Mantığa insanın geçerli bulduğu akıl yürütme kalıpları olarak daha genel bakıldığında insan mantıklı düşündüğünü sanıp mantıksız düşünebileceği için dar anlamıyla bazı mantıksızlıklarda mantığın kapsamı içine girer. Böylece, kendini yanlışlayan cümle (Bknz.Aklın Kuşku Hali s.30 ve “Liar Paradox”) ya da istisnai koşullarda tutarsızlığa yol açan tanımları olan kavramların fark edilmeden istisnai koşullarda kullanılması gibi dikkatten kaçan mantığa aykırılıklar, mantığın kapsamı içine alınmaya ve mantığın bir sorunu olarak çözümlenmeye çalışılır.
* * *
Klasik mantık biteviye ilerlemeci bir akla karşılık gelir. Yeni bir kavramın katılması, yeni bir gözlemin anlamlandırılması, eski gözlemlerin yeniden anlamlandırılması gibi yenilikler ya daha önceki yargıları destekler ya yeni yargı olanaklarıyla aklı genişletir ya da daha önce yapılmış hataları ortaya çıkarır. Her halükârda, yenilik aklın biteviye olarak ilerlemesine yol açar. Bundan dolayı biteviye mantık (monotonic logic) olarak nitelenir.
Mantığa geniş anlam veren bir yaklaşım, biteviye mantıkla örtüşmediği için biteviye olmayan mantık (non-monotonical logic) anlayışına yol açar.
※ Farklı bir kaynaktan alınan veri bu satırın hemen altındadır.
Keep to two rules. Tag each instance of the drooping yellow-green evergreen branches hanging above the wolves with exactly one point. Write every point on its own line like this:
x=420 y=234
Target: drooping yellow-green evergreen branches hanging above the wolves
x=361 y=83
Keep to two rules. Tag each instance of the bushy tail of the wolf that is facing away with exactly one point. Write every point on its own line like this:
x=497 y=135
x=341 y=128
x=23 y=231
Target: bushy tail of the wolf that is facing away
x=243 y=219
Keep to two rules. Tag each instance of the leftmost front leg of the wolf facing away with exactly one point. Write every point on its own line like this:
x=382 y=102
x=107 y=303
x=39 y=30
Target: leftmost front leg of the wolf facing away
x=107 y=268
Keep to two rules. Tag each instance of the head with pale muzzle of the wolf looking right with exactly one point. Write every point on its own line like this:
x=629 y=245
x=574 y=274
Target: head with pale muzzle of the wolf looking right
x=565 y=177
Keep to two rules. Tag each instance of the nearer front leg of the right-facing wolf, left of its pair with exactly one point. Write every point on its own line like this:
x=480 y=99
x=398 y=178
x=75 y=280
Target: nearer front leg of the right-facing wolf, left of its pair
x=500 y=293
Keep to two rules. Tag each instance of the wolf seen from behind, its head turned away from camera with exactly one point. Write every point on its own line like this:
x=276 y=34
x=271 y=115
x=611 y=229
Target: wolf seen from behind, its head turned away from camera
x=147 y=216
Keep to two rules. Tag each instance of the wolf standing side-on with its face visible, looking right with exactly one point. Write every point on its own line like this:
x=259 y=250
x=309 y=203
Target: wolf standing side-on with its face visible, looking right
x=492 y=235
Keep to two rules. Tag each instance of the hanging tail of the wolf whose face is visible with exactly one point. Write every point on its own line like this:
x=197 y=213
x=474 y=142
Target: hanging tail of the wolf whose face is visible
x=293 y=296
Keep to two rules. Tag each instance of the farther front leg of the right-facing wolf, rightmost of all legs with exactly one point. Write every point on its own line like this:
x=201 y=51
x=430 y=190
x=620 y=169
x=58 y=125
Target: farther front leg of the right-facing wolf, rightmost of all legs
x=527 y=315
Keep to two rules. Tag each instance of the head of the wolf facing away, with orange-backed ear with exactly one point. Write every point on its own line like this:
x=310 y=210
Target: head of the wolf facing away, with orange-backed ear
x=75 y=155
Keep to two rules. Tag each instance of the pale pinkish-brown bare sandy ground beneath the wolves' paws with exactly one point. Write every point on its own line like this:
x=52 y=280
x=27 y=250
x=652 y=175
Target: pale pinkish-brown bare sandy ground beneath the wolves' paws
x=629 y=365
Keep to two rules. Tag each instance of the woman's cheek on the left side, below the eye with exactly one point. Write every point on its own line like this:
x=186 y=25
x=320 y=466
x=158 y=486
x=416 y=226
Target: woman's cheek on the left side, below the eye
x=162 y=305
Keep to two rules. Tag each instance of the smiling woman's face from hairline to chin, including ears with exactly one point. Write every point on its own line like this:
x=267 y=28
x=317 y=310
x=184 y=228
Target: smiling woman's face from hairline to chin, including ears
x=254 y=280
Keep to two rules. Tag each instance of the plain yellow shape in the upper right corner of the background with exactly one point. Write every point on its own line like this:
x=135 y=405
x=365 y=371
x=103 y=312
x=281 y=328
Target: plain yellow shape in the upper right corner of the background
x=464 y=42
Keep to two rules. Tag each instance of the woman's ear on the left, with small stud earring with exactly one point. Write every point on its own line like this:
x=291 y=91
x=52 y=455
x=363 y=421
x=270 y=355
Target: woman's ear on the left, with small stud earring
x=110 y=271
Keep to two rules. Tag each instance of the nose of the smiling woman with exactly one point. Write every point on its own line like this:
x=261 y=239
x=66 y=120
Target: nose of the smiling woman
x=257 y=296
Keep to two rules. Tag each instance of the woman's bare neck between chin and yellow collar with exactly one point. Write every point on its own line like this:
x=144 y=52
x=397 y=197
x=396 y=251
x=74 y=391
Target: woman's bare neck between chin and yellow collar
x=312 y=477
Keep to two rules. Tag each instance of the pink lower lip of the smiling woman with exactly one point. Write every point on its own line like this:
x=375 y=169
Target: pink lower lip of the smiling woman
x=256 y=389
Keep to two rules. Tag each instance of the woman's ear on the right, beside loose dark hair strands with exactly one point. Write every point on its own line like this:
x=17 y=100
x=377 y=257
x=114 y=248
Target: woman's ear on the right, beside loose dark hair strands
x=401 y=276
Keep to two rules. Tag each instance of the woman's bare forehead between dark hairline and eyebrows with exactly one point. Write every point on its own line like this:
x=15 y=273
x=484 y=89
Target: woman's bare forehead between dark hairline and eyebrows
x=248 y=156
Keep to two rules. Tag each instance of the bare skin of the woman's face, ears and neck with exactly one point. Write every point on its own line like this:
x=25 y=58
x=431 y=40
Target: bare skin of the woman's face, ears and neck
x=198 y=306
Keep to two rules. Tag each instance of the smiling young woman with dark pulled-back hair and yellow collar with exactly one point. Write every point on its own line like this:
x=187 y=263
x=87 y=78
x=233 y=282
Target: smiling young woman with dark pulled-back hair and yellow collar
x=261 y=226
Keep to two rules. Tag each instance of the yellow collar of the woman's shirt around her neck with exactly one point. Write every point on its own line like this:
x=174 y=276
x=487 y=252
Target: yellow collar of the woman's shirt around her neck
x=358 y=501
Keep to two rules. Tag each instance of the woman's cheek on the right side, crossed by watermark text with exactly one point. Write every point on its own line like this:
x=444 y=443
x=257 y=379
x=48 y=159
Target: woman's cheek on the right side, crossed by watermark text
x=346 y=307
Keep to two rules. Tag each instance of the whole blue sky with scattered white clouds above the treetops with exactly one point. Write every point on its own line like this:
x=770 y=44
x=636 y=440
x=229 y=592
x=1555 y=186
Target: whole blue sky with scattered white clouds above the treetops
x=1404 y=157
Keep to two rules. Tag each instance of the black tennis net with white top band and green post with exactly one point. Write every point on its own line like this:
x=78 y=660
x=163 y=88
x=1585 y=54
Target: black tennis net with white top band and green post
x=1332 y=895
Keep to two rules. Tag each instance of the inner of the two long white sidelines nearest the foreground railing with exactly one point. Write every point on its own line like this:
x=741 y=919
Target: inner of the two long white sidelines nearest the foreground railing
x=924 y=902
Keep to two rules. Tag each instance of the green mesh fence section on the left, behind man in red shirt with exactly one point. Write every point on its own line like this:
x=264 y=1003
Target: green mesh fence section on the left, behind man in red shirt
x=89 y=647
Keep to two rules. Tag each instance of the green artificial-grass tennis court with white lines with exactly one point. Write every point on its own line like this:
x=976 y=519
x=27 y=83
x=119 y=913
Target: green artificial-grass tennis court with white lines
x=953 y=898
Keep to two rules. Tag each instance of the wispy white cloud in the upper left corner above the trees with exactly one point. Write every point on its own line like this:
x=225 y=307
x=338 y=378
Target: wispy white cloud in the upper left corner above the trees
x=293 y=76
Biteviye olmayan mantıkta yenilikler eski yargıları değiştirmez, değiştirse bile bu yeni yargıların ileride eski yargılara dönüşmesine engel olmayacaktır. Sonuçlar kesin değildir. Yanlış anlaşılmasın, uygulamada fark edilmemiş sorunlar olabileceğinden dolayı uygulamalarının kesin olmamasından değil bizzat mantıksal akıl yürütme kalıbının bazen şöyle bazen böyle bir sonuca varabileceğinden söz ediyorum.
Biteviye olmayan mantık için kanatlıların uçtuğu ama kanatlı olduğu halde penguenin uçmadığı örnek gösterilir. penguenle karşılaşıldıktan sonra biteviye mantıkla düşünüldüğünde istisnai koşullar dışında kanatlıların uçtuğu ve bunun istisnasının penguen olduğu gibi bir düzeltme yapmak gerekirken biteviye olmayan mantıkla penguene rastlanması “kanatlıysa uçar” kuramını değiştirtmez.
Biteviye olmayan mantık, biteviye mantığın sağladığı mantığın kesinliğinden eminliğin yaygın olduğu koşullarda, hem zımni olarak bu eminlikle yetkilenir, hem de hatayı hata olarak görmemeyi dayattığından sorumluluk yüklenmez. Bu koşullarda yenilik aklın ilerlemesine yol açmadığından dolayı sürekli gerilemeye karşılık gelme potensiyelini taşır; giderek yenilikle gerileme, gerilemenin ilerleme için beslenen iyilik hissine el koymasına neden olur. Bütün bunlara olanak veren mantık olarak biteviye mantığın kendinin farkına vardırmadan baskın biçimde kabul görmesidir. Biteviye olmayan mantığın benzer bir yaygınlıkla kabulü halinde, yalnızca biteviye olmayan mantığa değil genel olarak mantığa güven sarsılacaktır. Bu da mümkün görünmüyor.
Biteviye olmayan mantığın geliştirilmesi, Washington D.C.’de çekicilerin alınmasına benzer sonuçlar vermiştir? Çekiciler alındıktan sonra, yol kenarlarına park edilmez olmuştur. Trafiğin bir nemze rahatlamasını sağlasa bile bu çok mu isteniyordu? Masrafına ve yok ettiği olanaklara değer miydi? Uzun dönemli olarak bakıldığında trafik zamanla daha da ağırlaşmayacak mı? Şimdilerde yol kenarlarına park eden arabalardan dolayı trafiğin tıkalı olacağının anlaşılması bu yollara daha fazla araba gelmesini engellemiyor mu? Bu, trafik yoğunluğunun zaman içinde artış hızını kesen bir etmen değil mi?
Mantık, uygulanmasında çıkan sorunları azaltıcı biçimde ve kullanılabilecek yeni mantık kurallarının geliştirilmesi yönünde gelişime açıktır. Biteviye olmayan mantık gibi sapmalar yeni bir mantığın ufkuna doğru ilerleme getirmez, eski mantığın ilerlemesini sağlayan yolda yer yer engel oluşturur, yer yer kestirme geçişler sağlar.